Here I was, this very pale, very blonde, very young, American female surrounded by individuals with dark hair and skin. I did not have anything in common with them, or so I thought. I was a foreigner in this vibrant culture, an unusual sight to many of the citizens of León. People made their interest in me very obvious. The men stared and called me beautiful. The children watched in awe as I walked by. Suddenly, I was forced to look around at this new part of the world, and realize that, physically, I did not fit in. Over the time I spent in Nicaragua, I became very aware of my appearance. I never felt like this at home in the United States, where the way I look seems both common and normal. Despite the looks and gestures about my hair and skin, one thing became very clear to me; all of these comments were made to me in Spanish, and I comprehended every word. The Spanish language was one that I had always found beautiful, but had only ever understood as an academic discipline. I never thought of it as a means of communication.
Over the course of the trip I translated from Spanish to English for a few of the boys I traveled with. Translating, though somewhat exhausting, was completely satisfying. I was no longer simply bridging the gaps between myself and a native Spanish-speaking Nicaraguan, but I was helping to bridge the gaps for my friends as well.
Admittedly, my Spanish is nowhere near perfect; it is just strong enough to use in simple conversation with the native population. I soon learned that communicating, especially with the host family we stayed with, was really only half spoken-word. The other half was what I felt and thought as each “r” rolled off the tip of my tongue or as I occasionally mispronounced vocabulary words I had only ever seen on flashcards in a classroom.

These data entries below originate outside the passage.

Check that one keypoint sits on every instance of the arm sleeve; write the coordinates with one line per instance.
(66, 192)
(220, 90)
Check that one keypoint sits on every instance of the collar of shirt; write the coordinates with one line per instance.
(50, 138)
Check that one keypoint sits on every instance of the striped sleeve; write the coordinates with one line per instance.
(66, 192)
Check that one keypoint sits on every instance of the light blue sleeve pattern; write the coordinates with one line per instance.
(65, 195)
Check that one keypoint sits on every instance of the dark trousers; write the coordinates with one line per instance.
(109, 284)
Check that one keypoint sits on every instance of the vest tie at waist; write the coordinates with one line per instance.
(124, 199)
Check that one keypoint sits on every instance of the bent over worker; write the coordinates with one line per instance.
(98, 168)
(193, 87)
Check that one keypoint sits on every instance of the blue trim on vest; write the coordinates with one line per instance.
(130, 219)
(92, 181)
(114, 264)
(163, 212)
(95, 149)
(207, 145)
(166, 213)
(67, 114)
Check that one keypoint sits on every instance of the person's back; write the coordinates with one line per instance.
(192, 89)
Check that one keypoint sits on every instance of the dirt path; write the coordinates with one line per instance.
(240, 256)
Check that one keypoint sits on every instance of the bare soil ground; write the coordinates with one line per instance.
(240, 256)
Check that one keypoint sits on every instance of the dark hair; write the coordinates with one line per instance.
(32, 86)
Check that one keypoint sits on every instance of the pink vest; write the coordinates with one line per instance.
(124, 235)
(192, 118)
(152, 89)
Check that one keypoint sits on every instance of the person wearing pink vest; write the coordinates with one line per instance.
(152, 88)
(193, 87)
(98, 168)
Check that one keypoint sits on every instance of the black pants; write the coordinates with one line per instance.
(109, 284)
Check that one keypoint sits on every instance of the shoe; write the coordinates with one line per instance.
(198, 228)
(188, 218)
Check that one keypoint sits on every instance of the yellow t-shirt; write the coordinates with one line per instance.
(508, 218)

I had only ever considered language as a tool; as a way to get a point across. But it was not until my host cousin, Mercedes, asked for my help with her English homework, that I realized knowing conversational Spanish could be so much more. She handed me a small notebook with Spanish sentences scrawled onto one side of a page and on the opposite side, she was expected to write the English equivalent. I found it easy to explain to her what the English translations were, and why the verbs fell in a certain formation. I did not need much focus to help her. It was strange how easily my brain shut down and I ignored the language barriers all together and just let the words flow out of my mouth. I felt like we were speaking this indistinct language that both of us magically knew—that was the very moment that I realized that I was no longer translating. I was speaking.
I wouldn’t say my Spanish was fluent or perfect, but I was able to reach fluency in something else: the recognition of emotion. When I was helping Mercedes with her homework, part of my joy was seeing how happy she was that I could explain both sides of her assignment and that I could tell her how to spell things using the two different alphabets. It wasn’t the language that bonded us then, it was the emotion. I was able to understand and accept the feelings that ran through me as each word rang through my ears and each syllable escaped my lips.

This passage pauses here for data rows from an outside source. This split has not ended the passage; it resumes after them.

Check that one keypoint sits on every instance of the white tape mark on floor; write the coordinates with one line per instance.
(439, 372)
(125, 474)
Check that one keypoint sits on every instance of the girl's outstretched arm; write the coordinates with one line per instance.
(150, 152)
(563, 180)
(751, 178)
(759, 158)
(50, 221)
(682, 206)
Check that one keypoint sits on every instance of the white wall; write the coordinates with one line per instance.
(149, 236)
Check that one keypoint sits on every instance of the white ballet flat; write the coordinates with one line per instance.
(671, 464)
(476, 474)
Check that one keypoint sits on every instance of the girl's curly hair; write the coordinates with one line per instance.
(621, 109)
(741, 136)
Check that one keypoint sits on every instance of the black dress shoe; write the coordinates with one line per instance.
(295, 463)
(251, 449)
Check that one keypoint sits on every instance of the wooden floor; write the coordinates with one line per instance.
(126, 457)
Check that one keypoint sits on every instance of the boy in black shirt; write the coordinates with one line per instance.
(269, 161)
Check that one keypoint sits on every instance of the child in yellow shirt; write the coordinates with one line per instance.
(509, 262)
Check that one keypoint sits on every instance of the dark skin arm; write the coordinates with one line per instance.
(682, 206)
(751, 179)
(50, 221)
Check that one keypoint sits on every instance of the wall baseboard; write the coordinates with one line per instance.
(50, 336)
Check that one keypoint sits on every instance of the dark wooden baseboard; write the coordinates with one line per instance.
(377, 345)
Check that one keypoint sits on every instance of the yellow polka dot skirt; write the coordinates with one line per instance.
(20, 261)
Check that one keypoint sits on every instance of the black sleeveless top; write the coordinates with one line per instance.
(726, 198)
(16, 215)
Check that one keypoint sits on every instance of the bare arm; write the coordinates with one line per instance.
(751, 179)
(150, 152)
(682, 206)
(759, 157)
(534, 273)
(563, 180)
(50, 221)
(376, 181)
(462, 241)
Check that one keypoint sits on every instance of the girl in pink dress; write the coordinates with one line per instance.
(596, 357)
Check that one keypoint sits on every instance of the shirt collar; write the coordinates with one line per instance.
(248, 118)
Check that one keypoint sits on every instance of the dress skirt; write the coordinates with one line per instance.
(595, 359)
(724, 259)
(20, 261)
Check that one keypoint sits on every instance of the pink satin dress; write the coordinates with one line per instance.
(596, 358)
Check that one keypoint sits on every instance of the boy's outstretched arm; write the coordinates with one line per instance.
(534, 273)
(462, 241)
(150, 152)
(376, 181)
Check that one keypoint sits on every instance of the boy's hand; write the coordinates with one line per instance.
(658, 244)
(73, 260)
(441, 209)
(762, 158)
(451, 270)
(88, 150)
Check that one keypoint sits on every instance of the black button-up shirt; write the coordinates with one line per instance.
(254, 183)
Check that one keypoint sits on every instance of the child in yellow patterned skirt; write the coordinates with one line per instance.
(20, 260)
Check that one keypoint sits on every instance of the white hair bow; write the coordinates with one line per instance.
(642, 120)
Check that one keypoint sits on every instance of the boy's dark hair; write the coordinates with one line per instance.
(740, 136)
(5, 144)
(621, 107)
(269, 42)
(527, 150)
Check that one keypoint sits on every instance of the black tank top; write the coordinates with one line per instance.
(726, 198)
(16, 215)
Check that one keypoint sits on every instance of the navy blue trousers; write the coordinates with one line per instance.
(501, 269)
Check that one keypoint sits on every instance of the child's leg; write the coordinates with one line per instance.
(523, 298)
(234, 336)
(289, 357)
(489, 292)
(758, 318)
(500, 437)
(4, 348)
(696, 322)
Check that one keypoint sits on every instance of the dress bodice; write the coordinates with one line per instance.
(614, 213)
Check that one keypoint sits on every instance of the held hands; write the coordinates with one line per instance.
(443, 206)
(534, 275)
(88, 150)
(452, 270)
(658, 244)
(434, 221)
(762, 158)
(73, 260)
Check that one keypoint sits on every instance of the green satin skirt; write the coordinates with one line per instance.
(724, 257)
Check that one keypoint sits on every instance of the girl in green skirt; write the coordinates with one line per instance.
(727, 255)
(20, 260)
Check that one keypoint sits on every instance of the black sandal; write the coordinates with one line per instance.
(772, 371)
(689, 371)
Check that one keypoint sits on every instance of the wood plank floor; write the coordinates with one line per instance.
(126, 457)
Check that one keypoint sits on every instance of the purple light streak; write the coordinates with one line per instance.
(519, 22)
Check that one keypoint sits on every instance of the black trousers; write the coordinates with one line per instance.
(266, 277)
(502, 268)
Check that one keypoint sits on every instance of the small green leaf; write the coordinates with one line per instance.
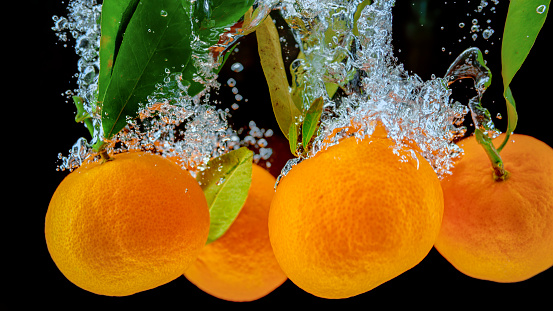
(115, 18)
(225, 183)
(311, 121)
(270, 54)
(293, 138)
(525, 19)
(522, 26)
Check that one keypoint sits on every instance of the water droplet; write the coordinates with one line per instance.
(486, 34)
(231, 82)
(237, 67)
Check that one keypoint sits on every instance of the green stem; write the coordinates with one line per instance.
(84, 116)
(499, 171)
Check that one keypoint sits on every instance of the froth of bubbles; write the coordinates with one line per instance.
(376, 87)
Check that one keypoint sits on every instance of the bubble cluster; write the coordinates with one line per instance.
(375, 87)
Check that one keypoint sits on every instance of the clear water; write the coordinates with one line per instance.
(356, 54)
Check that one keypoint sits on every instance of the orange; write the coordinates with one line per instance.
(127, 225)
(500, 231)
(354, 216)
(240, 265)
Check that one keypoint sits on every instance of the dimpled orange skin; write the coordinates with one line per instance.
(500, 231)
(127, 225)
(240, 265)
(353, 217)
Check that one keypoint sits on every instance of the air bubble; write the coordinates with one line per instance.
(486, 34)
(231, 82)
(237, 67)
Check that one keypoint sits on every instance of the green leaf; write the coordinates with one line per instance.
(218, 14)
(293, 138)
(273, 67)
(213, 17)
(525, 19)
(157, 37)
(522, 26)
(225, 183)
(311, 121)
(115, 18)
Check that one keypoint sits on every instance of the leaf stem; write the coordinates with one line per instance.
(499, 171)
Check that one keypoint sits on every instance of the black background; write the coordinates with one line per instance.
(41, 126)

As the sun rose on our last morning in Nicaragua and Ariel, my roommate and I stared at each other from our beds in our tiny violet room, I felt a sadness wash over me. I felt joy too though. I felt fulfilled, complete. I was at ease in this country that I never thought I would be able to relax in.

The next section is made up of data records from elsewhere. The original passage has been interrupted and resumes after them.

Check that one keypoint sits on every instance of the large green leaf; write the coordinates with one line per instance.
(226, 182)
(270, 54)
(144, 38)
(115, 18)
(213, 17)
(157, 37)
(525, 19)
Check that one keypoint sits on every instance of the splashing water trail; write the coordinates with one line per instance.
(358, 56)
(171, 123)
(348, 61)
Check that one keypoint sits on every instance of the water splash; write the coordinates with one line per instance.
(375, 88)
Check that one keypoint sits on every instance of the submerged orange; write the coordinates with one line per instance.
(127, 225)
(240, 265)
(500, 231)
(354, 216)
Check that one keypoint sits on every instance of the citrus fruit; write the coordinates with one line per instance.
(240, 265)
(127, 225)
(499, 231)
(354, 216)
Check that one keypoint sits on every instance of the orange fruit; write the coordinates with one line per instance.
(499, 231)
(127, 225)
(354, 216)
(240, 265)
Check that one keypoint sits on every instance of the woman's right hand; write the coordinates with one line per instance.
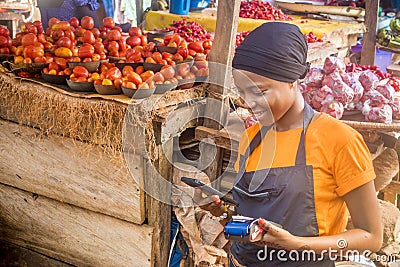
(213, 203)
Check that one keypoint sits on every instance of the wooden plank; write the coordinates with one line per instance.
(220, 79)
(13, 255)
(157, 201)
(369, 38)
(220, 138)
(71, 234)
(71, 172)
(180, 119)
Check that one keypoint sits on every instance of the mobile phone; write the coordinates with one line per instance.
(208, 190)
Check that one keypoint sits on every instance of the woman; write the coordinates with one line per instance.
(66, 9)
(319, 166)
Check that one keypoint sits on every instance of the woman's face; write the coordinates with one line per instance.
(267, 99)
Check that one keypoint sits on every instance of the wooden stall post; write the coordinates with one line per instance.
(220, 79)
(369, 38)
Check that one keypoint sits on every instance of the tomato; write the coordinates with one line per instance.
(114, 35)
(207, 44)
(108, 22)
(63, 25)
(68, 71)
(39, 60)
(134, 56)
(3, 41)
(63, 52)
(32, 52)
(87, 23)
(28, 39)
(81, 79)
(96, 57)
(88, 37)
(158, 77)
(18, 59)
(27, 60)
(57, 34)
(126, 70)
(62, 62)
(118, 83)
(183, 69)
(96, 32)
(166, 55)
(168, 38)
(133, 41)
(74, 22)
(149, 47)
(139, 69)
(168, 72)
(107, 82)
(39, 26)
(64, 42)
(114, 73)
(134, 77)
(80, 71)
(135, 31)
(79, 32)
(86, 51)
(147, 75)
(201, 63)
(177, 57)
(196, 46)
(53, 21)
(70, 34)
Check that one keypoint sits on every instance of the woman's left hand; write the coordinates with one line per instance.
(276, 237)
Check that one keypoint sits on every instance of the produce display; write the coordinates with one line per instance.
(75, 53)
(390, 38)
(350, 3)
(190, 31)
(255, 9)
(337, 87)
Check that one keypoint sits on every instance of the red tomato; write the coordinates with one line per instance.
(3, 41)
(88, 37)
(114, 35)
(168, 72)
(80, 71)
(147, 75)
(54, 66)
(108, 22)
(126, 70)
(114, 73)
(98, 47)
(33, 51)
(183, 69)
(134, 77)
(74, 22)
(96, 32)
(133, 41)
(118, 83)
(87, 23)
(196, 46)
(64, 42)
(86, 51)
(28, 39)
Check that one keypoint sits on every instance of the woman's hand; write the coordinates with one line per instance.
(276, 237)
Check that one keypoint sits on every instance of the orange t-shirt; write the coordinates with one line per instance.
(340, 159)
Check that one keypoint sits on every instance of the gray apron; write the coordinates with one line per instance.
(283, 195)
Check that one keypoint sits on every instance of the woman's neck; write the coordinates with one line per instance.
(293, 118)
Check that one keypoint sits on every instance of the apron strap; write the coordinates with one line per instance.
(300, 156)
(301, 150)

We rolled our suitcases out on to the street to be loaded on top of the school bus that would bring us to the airport in Managua. Our host mother, Ana, hugged us and a flow of Spanish came from her mouth. I made out most of the words. Something about having a safe trip back and that she would see us soon. Then words poured out of my mouth that I can just barely remember. I told her that I had two homes now; one in the United States, and one in Nicaragua. Tears welled up in the corners of my eyes as I told her that I would always remember her and my new family.
I was too distressed to remember to translate for Ariel, but it seems that it was alright, because at that moment, what I think amazed and touched me the most, was that Ariel began to cry too. I saw then, that it was not just me who felt it; that it wasn’t really at all about the language, it was about everything that went along with it. And as much as I needed to translate for the people around me that week, I know now, that the most important things, like love, never need to be translated.